Because of all this, for a long time, getting to the end was the whole point. I remember how a lot of books end but don’t remember much of the middle because I was in such a hurry to get past it. The ones I truly love I’ve gone back and read again, this time being able to enjoy the whole journey. As the years go by I’m learning to just go with it and not care so much how it ends.

But the tendency to remember the end of a story over the rest is something that I picked up from movies and TV shows as well. The ones I remeber most from when I was growing up have the famous ‘end twist’ that make it impossible to watch a second time in the same mind frame. To enjoy these you need complete ignorance of the story and a single sentence can change the whole thing.
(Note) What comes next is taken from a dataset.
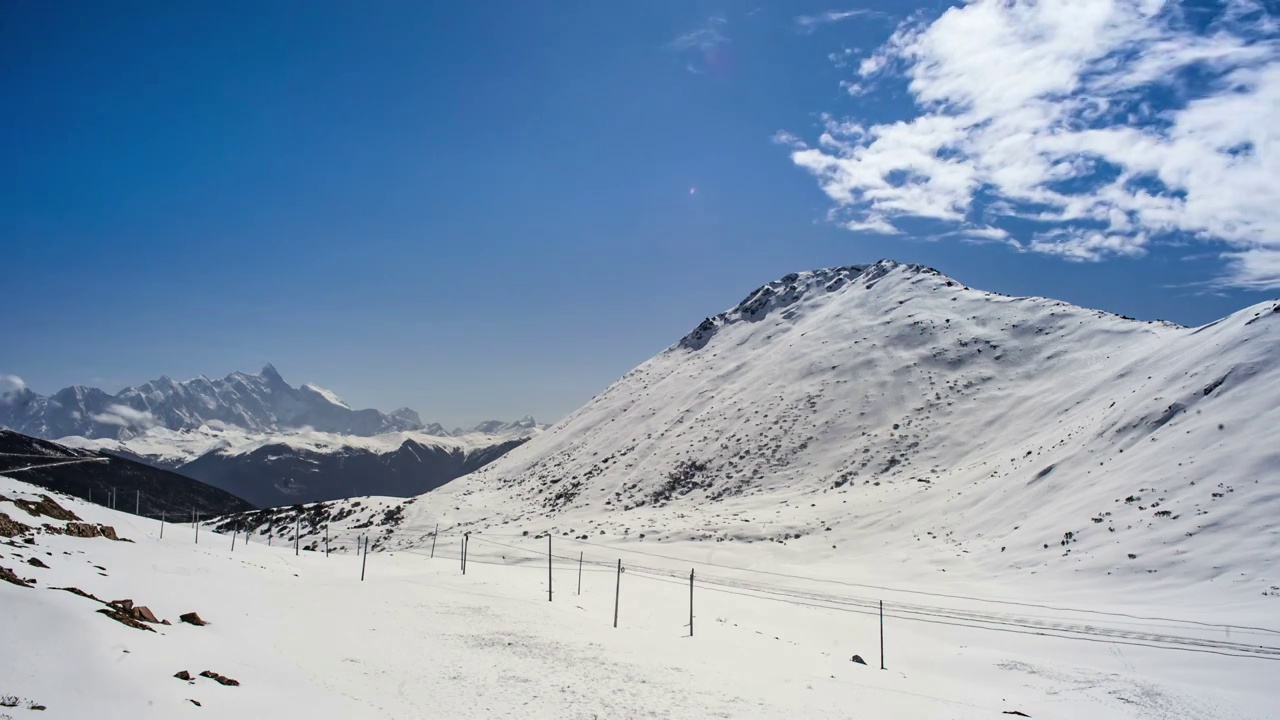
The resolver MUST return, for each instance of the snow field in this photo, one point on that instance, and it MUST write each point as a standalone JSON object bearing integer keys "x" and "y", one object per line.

The best examples are ‘it’s a cook book’ (from the Twilight Zone’ episode ‘To serve man’) and, off course, ‘soylent green is people’. The other movie that made a mark was ‘Invasion of the Body Snatchers’. I watched the 1978 version, with Donald Sutherland and the end felt like such a betrayal :)

These days there is so much information it seems almost impossible to watch a movie with no previous knowledge so this kind of movie doesn’t get made as much. In recent years, Shyamalan is one director who seems to have enjoyed bringing back the end twist, but after a couple of movies people started expecting it and felt disappointed when there wasn’t one, which I find ridiculous. After all, if you expect a twist there is no point in having one.

I continue to read mysteries and have become a huge fan of Ruth Rendell’s Inspector Wexford but I’ve also started reading other things – Jane Austen is a favorite in the non-mystery world and I read a lot more fantasy and romance. I still prefer female writers but have some favorite males as well, like Neil Gaiman and Stephen Fry. I still like to escape into other worlds, some better, some worse than the one I inhabit. I’ve learned to accept it when horrible things happen to the characters and not take it personally (I wanted to smack Peter Carey for a long time after reading Oscar and Lucinda) but prefer stories with a happy or at least hopeful end.

I have no idea what is the point of this post. I just felt like writing it. Sorry about that. I’m no good at endings.